Last, but not least, we should have enough data, so the machine learning algorithms could learn to generalise. For example, we might want to apply anomaly detection for a crane in a harbour, in which case we would need at least a year’s worth of data to capture the minimum amount of weather seasonality, that might affect the results.
For predicting the failure times, we would need to gather data from tens or hundreds of failures, to make sure the correct patterns are learned.
The data used for developing predictive maintenance solutions not only comes from the equipment itself. Collecting and integrating additional data is not only beneficial for improving maintenance, but can help find new strategies for optimising and further improving the whole production workflow.
The operational data from our asset is critical to understand the current situation of the equipment. This type of data might technically be the hardest to collect, as it often has to be measured very frequently, meaning that the amount collected proliferates. There may be a need for installing additional sensors. Therefore the emphasis should be put on finding out what data is really needed, and how often it should be recorded.
In addition to operational data, it is beneficial to have data about capabilities, model numbers, production dates and other asset specifications.

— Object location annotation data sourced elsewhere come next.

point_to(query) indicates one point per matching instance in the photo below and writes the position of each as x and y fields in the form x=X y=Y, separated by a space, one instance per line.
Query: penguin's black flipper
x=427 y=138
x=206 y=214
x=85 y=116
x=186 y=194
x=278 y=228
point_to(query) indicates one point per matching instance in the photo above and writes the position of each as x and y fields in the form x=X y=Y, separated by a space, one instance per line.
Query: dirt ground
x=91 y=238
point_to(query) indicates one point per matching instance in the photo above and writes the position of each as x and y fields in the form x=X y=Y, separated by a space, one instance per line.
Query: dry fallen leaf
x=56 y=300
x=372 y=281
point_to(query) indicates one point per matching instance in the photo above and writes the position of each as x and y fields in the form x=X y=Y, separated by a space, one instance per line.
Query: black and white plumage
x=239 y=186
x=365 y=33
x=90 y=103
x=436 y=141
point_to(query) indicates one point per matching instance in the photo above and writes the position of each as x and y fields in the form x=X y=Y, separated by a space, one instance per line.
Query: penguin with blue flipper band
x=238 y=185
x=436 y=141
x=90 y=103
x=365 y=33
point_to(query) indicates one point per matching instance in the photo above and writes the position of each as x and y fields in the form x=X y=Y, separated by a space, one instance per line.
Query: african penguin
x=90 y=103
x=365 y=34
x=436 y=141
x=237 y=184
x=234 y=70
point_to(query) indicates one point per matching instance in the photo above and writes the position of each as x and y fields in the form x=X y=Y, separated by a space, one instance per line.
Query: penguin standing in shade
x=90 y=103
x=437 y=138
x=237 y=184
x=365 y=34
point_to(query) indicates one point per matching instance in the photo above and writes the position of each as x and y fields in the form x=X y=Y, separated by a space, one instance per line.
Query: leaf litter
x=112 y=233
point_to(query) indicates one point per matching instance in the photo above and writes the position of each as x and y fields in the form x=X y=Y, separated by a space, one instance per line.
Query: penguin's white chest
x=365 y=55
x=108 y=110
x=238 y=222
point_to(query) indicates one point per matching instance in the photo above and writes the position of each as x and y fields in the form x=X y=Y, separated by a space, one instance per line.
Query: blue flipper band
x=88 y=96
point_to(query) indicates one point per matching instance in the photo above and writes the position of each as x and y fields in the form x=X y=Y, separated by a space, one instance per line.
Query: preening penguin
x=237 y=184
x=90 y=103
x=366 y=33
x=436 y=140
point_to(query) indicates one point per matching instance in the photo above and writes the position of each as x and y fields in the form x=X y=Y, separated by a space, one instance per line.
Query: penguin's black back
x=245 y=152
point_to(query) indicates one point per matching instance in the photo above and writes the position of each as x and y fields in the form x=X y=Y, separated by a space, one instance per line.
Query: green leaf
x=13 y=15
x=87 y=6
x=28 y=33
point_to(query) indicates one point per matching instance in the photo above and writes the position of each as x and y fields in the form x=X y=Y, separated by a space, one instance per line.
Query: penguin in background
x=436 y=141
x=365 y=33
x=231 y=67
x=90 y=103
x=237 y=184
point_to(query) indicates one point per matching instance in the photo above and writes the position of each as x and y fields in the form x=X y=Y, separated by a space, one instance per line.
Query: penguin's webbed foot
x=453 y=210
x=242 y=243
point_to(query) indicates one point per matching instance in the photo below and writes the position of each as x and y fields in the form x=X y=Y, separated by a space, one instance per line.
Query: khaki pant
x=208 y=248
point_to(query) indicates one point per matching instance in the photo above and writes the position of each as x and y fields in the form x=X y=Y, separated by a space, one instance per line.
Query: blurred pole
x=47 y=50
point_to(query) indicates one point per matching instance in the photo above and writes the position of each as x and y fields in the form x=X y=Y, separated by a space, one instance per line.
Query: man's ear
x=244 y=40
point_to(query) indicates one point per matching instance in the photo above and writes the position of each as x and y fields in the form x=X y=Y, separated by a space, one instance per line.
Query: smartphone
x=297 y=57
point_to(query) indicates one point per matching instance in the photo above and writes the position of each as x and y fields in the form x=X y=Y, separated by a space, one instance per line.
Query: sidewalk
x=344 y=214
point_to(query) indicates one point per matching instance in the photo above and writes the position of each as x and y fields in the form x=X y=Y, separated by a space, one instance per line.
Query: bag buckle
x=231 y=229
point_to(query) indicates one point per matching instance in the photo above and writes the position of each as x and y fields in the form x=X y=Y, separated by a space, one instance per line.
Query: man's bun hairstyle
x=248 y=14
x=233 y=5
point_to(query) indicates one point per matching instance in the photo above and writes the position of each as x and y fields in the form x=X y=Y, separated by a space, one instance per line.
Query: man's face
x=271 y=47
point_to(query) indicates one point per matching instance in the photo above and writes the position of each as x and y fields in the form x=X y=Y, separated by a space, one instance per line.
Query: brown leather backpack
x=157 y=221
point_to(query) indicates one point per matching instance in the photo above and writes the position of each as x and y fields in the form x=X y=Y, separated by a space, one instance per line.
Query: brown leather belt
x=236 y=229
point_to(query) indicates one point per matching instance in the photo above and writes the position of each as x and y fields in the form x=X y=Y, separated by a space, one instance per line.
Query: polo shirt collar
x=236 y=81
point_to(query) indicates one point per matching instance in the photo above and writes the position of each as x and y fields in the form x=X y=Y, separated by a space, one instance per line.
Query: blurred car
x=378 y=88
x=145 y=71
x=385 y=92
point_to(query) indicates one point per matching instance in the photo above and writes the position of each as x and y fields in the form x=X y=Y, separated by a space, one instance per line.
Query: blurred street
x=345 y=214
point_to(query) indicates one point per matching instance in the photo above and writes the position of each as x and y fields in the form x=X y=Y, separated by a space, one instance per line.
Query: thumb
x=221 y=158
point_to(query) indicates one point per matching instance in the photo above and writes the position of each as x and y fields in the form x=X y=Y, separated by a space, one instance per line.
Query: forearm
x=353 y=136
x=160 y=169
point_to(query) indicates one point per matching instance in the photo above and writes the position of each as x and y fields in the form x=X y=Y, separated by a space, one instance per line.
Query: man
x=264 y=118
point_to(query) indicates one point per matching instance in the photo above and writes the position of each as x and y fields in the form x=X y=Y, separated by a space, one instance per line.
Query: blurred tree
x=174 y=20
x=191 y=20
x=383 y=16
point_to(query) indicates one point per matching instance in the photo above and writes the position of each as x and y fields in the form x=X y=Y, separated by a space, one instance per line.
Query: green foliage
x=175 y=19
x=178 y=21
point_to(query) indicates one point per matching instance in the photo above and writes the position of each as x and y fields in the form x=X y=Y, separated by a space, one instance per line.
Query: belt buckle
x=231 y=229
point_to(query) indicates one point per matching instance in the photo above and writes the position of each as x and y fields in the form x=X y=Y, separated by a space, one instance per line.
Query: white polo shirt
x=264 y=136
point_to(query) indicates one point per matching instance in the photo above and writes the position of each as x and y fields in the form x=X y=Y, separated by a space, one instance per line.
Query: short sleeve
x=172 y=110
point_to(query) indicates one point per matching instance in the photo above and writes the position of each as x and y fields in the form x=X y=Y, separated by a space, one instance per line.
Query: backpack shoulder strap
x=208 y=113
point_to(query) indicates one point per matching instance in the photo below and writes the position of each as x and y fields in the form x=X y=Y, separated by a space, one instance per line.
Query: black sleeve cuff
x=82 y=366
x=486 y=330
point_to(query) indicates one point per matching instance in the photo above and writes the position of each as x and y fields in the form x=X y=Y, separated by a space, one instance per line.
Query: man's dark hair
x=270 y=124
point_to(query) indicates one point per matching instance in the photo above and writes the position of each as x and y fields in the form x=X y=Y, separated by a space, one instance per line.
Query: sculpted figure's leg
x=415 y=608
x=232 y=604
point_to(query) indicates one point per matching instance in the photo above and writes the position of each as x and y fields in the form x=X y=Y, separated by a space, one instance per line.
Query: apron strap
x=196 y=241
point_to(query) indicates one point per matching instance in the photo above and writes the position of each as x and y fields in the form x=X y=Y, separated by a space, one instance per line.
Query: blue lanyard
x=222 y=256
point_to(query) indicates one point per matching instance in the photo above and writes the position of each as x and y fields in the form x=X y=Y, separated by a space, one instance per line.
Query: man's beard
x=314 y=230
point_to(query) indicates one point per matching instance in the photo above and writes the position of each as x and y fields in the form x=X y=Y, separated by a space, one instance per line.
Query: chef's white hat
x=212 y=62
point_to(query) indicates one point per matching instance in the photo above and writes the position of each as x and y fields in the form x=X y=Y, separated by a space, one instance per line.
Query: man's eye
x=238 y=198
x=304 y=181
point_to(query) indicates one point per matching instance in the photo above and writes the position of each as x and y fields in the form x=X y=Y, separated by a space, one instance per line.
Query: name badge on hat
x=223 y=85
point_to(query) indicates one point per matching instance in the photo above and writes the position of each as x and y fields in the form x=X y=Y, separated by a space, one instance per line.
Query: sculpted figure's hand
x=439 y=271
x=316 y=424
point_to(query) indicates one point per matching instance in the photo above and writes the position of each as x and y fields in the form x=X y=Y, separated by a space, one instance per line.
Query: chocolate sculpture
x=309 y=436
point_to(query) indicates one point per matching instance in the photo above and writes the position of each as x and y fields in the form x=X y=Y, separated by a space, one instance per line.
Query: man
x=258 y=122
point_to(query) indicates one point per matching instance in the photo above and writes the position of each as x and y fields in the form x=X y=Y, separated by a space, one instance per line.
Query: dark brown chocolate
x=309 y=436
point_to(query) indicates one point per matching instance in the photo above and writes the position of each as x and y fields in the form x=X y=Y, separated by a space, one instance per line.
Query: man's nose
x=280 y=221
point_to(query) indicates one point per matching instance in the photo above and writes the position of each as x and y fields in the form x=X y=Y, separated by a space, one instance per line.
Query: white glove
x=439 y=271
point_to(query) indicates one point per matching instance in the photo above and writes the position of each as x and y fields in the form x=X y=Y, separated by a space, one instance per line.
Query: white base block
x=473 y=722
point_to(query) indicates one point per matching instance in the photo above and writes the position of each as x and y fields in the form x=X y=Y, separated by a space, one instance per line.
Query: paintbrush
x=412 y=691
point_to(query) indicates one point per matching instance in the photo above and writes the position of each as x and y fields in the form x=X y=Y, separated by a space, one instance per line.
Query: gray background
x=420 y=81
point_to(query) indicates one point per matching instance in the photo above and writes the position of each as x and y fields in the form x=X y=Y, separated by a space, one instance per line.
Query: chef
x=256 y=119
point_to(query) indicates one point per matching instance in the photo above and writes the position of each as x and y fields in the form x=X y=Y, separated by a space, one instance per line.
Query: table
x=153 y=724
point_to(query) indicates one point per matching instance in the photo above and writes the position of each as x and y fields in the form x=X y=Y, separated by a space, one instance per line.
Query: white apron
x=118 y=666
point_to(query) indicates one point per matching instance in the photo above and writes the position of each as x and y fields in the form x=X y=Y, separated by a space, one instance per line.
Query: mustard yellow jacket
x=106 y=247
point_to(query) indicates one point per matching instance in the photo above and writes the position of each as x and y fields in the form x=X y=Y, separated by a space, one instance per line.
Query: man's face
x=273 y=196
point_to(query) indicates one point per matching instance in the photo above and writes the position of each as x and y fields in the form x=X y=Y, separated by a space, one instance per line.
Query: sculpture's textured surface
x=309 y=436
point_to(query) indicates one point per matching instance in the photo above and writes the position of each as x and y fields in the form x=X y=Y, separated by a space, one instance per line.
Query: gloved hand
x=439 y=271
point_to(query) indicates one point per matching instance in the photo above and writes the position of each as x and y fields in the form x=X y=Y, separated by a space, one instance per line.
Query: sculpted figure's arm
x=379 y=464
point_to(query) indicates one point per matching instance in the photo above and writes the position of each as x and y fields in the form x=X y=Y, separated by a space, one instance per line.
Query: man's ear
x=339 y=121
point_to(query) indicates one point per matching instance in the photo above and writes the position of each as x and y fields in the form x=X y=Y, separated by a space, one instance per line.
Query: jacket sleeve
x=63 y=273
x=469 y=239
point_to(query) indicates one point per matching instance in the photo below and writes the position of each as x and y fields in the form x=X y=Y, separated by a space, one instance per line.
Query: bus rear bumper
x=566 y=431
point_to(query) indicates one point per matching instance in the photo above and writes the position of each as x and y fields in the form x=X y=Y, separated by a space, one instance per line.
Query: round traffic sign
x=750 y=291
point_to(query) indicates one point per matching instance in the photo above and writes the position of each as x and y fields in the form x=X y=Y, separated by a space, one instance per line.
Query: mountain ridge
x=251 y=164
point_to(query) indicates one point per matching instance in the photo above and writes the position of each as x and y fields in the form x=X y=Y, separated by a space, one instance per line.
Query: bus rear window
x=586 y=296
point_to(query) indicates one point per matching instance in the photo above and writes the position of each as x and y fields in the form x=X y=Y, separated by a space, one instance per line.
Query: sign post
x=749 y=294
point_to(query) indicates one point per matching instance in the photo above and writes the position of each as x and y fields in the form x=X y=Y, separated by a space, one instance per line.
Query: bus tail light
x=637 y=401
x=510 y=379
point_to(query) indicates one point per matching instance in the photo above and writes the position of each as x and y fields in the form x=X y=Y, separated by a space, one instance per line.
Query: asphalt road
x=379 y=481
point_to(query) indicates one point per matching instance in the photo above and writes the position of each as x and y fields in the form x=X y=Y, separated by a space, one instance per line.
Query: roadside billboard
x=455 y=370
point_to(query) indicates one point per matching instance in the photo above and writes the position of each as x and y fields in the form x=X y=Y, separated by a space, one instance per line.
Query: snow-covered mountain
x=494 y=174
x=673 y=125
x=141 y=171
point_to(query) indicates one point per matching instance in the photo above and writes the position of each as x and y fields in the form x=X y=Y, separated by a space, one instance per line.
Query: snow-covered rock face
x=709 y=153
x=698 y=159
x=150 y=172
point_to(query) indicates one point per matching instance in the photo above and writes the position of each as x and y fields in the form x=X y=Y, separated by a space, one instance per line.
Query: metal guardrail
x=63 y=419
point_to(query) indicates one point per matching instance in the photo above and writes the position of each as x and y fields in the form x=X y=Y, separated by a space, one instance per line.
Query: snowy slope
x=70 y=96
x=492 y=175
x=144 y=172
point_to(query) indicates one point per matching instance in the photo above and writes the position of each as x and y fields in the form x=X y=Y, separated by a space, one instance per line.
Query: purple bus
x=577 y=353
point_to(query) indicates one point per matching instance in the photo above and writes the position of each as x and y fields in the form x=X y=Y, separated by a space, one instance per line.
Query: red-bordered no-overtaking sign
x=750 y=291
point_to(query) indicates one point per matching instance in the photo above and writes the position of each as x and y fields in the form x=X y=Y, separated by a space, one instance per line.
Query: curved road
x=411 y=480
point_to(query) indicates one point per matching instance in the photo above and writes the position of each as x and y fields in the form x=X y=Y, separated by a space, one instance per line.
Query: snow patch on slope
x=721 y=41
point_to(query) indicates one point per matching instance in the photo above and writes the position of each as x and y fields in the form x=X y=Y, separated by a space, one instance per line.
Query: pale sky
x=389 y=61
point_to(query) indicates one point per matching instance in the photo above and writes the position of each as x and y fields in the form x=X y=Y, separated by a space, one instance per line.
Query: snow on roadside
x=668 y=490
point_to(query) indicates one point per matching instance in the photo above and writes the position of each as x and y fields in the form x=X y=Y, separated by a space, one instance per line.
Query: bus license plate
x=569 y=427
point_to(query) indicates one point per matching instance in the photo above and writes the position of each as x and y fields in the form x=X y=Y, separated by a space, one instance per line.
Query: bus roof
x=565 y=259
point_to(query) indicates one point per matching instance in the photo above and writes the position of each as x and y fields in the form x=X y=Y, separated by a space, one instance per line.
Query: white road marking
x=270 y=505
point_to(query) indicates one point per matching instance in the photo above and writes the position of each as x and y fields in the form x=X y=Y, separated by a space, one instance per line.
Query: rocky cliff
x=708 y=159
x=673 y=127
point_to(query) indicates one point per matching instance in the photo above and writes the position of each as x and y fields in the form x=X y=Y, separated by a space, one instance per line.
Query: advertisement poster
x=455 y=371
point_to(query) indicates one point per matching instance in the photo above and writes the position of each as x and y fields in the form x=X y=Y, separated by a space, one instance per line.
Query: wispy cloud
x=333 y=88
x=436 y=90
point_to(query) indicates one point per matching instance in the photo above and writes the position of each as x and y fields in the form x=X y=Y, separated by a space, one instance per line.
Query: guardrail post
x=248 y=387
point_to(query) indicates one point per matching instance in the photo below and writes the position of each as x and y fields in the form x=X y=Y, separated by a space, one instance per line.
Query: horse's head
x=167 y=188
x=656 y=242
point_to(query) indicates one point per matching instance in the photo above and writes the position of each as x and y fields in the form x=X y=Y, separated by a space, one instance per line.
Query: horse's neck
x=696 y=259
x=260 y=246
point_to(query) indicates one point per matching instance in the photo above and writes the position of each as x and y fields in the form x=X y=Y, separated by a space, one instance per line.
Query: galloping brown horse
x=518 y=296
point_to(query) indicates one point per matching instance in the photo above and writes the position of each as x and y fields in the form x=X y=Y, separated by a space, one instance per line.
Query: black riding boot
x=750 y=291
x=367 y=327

Although this might not always be used in machine learning algorithms, it is crucial for developers and data scientists for developing the solution.
If we want to predict the failure times of the asset or its part we need to log the failures of equipment or their parts. For this, Computerized Maintenance Management Systems (CMMS) are often used. To make this kind of data understandable to computers, we minimise the amount of free-form text and explanations about the failures. Hence, failure categories should be introduced.
It is also essential to collect data about the history of maintenance work, including lubrication works and change of components. This data is typically stored and managed by CMMS. Like collecting failure history, it is vital to create and assign categories for each work item.
The environment in which the asset is usually working has an impact on its behaviour. Therefore the information about the surrounding environment should continuously be collected. This kind of data might include location, humidity or temperature. For devices situated outdoors, this information might be gathered and estimated from surrounding weather stations, in which case, the weather predictions could also be introduced into predicting future behaviour.
Some types of devices are very dependant on how they are being operated. Therefore collecting data about who is operating the device of interest might become beneficial for predicting failures or anomalies.
Financial losses caused by downtime of an asset can be reduced using predictive maintenance. It requires higher initial investments, but will provide a greater understanding of the asset’s condition, improving the whole production and maintenance planning process.
Before predictive maintenance is applied, we integrate different data sources and start collecting data. Moving forward it is possible to begin developing predictive maintenance solutions, starting with simpler ones, like anomaly detection. This is done by taking small (and therefore cheaper) steps initially, and iteratively building a more complicated solution.